I strongly agree with the author that some groups of people, such as children and seniors, suffer from a lack of attention. Whatever contemporary design would have been, some benches must have a back, or parks and streets must have seating places. But, as we see, the option for seating in this park is the grass made on purpose. The piece of art in the waterfront blog makes it clear. On the contrary, a strong shift in design to pursue a particular idea, subjection of a whole park area to an untested idea, often leads to a failure in that design's total comprehension or usability. The designers should be careful with experiments and always pay tribute and leave a place for traditional design features.

At the same time, I consider the hills is a good option as long as we have the beach as a kind of a getaway on the other side of the park. It might be controversial whether the hills should be there or not, but that is definitely a minor question comparing to missing traditional seating places at any corner of the park.

I agree w/most of this, I don't think its inconsistent w/what I had to say.

Multiple entrances or zero barriers to the park create engagement for pedestrians walking along MGT, which is not bad also.

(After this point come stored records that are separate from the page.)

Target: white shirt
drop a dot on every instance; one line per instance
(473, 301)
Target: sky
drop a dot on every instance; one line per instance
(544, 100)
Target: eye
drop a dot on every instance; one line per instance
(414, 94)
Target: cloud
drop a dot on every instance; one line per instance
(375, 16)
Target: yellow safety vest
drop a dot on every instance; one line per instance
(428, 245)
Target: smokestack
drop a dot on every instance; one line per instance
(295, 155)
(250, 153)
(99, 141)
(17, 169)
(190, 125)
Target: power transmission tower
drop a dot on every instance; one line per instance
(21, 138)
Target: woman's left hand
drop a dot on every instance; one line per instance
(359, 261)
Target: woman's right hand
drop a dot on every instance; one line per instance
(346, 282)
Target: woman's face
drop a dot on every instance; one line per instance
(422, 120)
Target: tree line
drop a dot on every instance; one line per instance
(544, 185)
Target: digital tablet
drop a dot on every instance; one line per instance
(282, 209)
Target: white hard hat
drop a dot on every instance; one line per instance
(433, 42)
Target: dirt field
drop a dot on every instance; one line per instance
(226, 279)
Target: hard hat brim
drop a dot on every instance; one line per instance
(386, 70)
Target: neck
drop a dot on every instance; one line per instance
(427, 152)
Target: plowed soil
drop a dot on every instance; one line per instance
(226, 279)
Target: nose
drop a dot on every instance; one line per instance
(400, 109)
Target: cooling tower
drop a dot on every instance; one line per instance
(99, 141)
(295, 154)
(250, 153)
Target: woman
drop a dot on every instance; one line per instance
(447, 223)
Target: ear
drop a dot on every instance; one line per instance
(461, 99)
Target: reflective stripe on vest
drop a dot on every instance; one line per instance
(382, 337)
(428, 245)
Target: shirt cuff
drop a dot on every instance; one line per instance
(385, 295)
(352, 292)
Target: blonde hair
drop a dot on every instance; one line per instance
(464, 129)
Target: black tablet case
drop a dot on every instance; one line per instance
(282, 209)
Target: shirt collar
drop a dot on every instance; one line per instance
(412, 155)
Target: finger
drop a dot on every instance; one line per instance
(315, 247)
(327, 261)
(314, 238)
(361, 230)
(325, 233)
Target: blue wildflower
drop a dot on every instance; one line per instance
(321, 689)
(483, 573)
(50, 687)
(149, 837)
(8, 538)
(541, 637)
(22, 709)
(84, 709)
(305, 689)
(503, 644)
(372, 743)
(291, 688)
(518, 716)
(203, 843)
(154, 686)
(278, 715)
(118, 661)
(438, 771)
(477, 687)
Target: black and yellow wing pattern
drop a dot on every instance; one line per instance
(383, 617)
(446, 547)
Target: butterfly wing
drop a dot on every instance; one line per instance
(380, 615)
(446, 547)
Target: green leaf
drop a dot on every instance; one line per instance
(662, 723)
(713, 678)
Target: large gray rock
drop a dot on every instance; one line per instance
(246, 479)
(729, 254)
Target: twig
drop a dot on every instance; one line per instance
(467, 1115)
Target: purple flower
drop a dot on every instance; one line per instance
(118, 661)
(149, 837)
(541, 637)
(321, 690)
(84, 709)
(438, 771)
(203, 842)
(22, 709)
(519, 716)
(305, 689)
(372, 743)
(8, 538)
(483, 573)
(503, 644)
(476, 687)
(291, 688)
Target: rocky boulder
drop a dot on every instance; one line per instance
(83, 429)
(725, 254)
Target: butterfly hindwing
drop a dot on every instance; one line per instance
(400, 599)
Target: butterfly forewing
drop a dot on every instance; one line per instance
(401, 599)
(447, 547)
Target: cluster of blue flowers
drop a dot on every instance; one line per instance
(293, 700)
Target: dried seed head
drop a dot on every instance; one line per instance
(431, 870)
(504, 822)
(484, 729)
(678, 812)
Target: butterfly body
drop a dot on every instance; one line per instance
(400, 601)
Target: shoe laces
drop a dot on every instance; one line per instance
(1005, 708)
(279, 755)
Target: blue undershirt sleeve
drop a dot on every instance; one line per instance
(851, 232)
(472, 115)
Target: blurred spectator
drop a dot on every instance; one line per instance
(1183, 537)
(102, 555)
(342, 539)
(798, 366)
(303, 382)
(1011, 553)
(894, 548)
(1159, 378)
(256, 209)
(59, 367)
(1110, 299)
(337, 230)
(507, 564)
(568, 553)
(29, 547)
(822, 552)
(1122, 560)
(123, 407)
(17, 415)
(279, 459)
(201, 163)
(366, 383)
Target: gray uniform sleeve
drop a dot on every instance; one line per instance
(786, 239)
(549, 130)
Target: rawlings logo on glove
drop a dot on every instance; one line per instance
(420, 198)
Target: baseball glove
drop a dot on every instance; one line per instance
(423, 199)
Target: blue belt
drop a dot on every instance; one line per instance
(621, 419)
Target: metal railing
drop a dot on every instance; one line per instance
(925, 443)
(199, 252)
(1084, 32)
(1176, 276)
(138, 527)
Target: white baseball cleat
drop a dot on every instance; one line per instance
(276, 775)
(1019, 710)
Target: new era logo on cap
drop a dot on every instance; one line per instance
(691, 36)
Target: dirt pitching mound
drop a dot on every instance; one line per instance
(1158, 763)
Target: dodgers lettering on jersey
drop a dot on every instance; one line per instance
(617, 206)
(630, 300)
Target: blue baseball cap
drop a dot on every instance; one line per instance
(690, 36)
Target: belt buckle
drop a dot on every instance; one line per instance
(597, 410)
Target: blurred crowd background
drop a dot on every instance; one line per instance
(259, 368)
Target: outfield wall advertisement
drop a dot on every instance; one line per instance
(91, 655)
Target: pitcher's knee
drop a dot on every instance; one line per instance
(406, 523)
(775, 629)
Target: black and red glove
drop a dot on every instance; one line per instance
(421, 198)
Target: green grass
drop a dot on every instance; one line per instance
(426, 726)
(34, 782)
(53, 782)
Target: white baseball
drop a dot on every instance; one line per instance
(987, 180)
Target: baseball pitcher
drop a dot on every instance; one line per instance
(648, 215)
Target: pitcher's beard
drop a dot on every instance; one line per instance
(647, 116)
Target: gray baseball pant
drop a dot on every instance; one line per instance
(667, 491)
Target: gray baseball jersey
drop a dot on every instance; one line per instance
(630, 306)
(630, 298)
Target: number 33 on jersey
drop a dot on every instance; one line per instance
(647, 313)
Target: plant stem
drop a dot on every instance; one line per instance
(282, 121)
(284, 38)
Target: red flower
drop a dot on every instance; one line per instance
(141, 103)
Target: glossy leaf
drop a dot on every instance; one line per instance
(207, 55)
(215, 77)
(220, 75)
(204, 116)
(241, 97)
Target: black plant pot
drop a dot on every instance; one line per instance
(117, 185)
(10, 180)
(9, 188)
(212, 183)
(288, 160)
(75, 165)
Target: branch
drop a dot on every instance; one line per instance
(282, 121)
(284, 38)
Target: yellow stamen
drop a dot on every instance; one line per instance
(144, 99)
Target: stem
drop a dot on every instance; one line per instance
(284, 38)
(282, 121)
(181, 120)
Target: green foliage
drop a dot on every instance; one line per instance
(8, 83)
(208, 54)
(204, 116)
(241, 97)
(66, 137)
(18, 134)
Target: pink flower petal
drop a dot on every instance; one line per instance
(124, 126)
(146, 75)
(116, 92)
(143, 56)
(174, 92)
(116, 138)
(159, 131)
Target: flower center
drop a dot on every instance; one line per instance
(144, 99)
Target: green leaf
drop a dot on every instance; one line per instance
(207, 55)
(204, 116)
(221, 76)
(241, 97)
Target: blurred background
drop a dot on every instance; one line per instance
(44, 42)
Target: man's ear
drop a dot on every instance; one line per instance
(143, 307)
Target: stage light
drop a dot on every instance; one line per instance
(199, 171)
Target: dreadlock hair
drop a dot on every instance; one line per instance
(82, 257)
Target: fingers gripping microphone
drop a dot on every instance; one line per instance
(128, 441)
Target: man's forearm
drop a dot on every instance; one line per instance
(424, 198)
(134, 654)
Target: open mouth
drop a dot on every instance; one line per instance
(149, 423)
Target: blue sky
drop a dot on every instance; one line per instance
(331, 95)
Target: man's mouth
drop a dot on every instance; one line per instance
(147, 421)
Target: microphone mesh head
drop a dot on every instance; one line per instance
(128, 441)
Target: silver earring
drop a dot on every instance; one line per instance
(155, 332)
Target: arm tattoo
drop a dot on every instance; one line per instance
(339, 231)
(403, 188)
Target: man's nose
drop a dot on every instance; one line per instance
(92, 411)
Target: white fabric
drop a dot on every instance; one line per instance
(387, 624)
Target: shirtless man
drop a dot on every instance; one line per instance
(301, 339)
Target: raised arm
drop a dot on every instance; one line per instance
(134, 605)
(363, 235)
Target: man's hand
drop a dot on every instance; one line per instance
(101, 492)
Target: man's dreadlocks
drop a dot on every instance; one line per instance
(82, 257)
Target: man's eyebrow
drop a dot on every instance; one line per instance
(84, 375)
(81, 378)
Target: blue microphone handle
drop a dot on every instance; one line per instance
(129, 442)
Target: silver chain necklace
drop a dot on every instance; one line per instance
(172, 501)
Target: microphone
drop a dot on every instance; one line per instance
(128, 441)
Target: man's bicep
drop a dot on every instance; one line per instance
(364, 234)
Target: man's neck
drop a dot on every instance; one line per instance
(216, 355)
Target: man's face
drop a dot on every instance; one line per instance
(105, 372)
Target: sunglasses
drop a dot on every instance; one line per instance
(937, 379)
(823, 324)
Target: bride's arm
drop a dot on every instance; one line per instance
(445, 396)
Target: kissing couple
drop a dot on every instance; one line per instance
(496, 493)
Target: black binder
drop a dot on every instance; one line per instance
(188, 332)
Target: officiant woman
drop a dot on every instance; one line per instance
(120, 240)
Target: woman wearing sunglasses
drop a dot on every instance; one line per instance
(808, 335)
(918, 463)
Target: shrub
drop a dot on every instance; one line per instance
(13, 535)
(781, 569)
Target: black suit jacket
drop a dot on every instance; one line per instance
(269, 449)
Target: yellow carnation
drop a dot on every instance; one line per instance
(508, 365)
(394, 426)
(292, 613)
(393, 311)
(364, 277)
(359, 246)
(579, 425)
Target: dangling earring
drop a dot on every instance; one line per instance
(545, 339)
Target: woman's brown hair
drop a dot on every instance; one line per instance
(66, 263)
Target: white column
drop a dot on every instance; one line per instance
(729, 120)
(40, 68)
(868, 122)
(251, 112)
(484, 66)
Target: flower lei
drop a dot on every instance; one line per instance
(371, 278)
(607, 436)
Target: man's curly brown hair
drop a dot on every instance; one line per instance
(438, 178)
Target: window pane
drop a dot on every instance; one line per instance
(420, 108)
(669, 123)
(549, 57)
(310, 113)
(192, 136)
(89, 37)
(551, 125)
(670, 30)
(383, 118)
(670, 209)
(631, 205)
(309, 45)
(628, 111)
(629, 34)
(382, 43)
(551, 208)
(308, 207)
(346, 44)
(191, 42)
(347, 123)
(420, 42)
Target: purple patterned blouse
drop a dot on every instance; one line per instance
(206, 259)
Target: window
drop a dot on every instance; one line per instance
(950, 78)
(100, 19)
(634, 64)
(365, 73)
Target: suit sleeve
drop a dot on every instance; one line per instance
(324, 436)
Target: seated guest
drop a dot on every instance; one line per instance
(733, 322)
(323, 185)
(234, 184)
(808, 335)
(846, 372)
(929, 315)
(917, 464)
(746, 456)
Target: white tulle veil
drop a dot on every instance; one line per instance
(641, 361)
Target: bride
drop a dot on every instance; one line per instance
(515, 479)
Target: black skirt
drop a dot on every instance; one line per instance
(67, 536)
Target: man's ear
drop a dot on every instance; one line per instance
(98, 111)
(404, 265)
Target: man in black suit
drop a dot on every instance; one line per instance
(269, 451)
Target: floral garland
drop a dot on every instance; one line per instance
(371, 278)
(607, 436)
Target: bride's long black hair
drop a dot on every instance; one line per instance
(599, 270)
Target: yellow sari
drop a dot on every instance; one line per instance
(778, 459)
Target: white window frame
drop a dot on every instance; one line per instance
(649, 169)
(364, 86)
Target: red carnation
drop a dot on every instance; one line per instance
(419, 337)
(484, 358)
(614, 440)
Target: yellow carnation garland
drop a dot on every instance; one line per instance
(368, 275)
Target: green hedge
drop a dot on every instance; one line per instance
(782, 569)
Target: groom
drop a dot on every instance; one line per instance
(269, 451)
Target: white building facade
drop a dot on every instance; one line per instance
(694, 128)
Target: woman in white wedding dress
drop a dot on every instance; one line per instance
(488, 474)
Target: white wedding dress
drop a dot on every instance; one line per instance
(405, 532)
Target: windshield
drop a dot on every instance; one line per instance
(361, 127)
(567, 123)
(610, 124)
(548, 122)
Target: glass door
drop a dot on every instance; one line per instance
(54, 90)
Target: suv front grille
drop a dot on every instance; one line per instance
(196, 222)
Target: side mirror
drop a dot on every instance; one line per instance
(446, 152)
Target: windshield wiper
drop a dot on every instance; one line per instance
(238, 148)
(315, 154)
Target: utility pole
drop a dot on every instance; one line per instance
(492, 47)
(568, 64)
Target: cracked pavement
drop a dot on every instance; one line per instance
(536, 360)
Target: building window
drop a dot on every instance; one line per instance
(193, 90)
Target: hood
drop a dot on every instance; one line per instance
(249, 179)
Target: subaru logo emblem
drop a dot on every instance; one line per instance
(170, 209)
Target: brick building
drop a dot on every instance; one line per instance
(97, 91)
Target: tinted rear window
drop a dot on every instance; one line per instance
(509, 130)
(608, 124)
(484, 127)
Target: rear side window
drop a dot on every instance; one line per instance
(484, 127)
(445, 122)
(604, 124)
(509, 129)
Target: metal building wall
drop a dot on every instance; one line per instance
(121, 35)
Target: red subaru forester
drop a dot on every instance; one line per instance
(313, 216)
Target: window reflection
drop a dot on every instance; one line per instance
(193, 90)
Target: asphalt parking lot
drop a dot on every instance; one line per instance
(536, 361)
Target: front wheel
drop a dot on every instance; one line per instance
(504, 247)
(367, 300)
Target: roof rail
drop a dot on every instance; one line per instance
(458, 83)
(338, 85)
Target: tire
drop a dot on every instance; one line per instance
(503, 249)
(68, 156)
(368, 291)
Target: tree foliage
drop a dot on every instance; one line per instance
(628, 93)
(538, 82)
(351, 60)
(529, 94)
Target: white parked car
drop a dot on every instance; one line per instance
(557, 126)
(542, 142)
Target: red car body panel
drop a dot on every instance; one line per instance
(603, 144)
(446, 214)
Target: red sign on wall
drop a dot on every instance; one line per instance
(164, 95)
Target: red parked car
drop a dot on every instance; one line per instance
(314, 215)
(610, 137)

The sheer number of entrances I have a problem with.........more than 1 is fine, but 6 is only a little over 100M is silly.
 
I don't think its inconsistent w/what I had to say.
That’s true but park existence instead of industrial debris and scrap looks better in every way, I think. To add, every park reflects design ideas at the time. HTO park is designated to accommodate cultural events among others. That is why its paths look excessive. I would say that even from top their maze is a good balance with foliage, no more no less. The question is where those arts and small businesses who have to be a luring part of design to crowd the park with visitors?